The White House on Tuesday downplayed a deadline set by Congressional Democrat leaders to press their party to pass the president’s multitrillion-dollar spending agenda by October 31.

“That’s not a deadline that we have proposed,” White House press secretary Jen Psaki said during the daily press briefing when asked about the Halloween deadline.

House Speaker Nancy Pelosi set the Halloween deadline for Congress to act on Biden’s agenda, after blowing a September deadline for a vote on the bipartisan infrastructure bill in the House of Representatives.

Senate Majority Leader Chuck Schumer also set an October 31 deadline in an October 4 letter to his Senate colleagues.

“Our new legislative goal must be to get both the Infrastructure Bill and the Build Back Better Agenda done by the end of October,” he wrote.

Psaki argued that the White House was “continuing to make progress” and “getting close to the final stages” on Biden’s agenda, as he continued to meet with moderate and progressive Democrats to plead for his agenda.

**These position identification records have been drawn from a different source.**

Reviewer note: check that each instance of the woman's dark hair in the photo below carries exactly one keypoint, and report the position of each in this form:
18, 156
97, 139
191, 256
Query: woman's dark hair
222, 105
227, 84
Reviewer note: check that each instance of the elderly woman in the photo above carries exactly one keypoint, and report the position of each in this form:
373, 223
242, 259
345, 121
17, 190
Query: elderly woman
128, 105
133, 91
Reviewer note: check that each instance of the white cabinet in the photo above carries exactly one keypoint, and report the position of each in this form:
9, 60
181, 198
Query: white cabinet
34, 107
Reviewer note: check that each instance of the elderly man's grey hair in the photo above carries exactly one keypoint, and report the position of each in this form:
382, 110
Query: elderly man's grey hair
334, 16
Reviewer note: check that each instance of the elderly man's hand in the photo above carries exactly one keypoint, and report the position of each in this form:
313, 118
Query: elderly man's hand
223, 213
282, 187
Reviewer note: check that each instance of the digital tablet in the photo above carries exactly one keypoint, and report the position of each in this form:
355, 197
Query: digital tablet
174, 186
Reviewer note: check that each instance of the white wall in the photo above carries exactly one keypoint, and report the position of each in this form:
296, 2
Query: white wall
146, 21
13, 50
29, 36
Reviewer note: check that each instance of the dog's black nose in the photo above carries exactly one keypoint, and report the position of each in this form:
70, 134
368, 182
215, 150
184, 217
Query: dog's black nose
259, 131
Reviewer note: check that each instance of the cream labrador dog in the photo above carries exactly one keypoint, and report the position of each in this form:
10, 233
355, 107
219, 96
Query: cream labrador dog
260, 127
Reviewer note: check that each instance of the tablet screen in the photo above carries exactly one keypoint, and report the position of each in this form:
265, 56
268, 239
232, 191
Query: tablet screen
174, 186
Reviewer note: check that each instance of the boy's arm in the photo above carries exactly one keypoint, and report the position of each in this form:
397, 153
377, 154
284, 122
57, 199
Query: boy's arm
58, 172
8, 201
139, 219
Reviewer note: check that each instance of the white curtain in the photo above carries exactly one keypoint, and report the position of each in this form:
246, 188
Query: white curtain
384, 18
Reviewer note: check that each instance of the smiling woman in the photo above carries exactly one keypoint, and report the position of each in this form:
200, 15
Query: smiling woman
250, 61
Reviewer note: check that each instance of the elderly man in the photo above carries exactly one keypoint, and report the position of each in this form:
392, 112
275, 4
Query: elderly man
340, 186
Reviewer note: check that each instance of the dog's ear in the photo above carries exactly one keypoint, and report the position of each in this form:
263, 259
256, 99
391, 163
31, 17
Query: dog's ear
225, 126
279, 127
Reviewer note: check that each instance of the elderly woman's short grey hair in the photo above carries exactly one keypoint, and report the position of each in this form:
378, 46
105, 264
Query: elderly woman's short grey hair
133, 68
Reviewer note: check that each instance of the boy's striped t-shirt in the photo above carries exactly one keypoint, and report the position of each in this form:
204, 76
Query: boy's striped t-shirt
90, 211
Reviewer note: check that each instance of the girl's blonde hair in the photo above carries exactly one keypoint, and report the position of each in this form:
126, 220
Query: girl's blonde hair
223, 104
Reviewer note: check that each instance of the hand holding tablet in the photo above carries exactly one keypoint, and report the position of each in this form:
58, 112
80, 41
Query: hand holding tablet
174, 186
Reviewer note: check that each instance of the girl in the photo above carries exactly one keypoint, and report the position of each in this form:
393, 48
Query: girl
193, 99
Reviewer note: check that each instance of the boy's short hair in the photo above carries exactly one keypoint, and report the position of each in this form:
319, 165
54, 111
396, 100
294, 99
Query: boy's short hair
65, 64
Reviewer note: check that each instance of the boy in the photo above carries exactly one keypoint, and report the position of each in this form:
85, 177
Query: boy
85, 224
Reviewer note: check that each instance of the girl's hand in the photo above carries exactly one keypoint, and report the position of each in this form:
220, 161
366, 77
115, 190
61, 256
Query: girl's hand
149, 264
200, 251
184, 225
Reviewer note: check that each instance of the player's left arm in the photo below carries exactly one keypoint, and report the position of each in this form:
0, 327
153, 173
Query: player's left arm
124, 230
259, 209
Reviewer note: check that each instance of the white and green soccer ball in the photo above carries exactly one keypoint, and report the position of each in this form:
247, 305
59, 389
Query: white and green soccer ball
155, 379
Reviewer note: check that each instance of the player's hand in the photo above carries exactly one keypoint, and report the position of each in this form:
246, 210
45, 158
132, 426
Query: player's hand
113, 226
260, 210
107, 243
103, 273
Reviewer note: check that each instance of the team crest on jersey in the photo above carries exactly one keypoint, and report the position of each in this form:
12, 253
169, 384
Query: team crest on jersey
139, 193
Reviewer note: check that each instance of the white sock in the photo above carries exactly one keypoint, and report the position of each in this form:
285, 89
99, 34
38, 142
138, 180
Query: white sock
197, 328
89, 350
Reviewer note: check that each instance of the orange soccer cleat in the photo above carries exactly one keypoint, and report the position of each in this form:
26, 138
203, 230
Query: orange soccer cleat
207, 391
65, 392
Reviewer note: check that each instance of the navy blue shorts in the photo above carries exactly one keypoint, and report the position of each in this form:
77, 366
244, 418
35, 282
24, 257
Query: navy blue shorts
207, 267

Sen. Joe Manchin (D-WV) also expressed skepticism that Democrats could meet the Halloween deadline.

“There is an awful lot to go, I don’t know how that would happen,” he told reporters when asked about the deadline.

The president plans to leave the United States at the end of the month for a trip to Europe, where he will attend the G-20 summit on Oct. 30-31 and meet Pope Francis at the Vatican. On November 1-2, Biden will attend a climate change summit in Glasgow, Scotland.

On Monday, Psaki stressed that the president’s trip should not be seen as a deadline for negotiations, noting Biden would still have access to the phones and video conference equipment to continue the negotiations.

She said that setting new deadlines were “not particularly constructive” despite questions from the media about the future of Biden’s agenda.

“It will come time soon to move forward and deliver for the American people,” she said.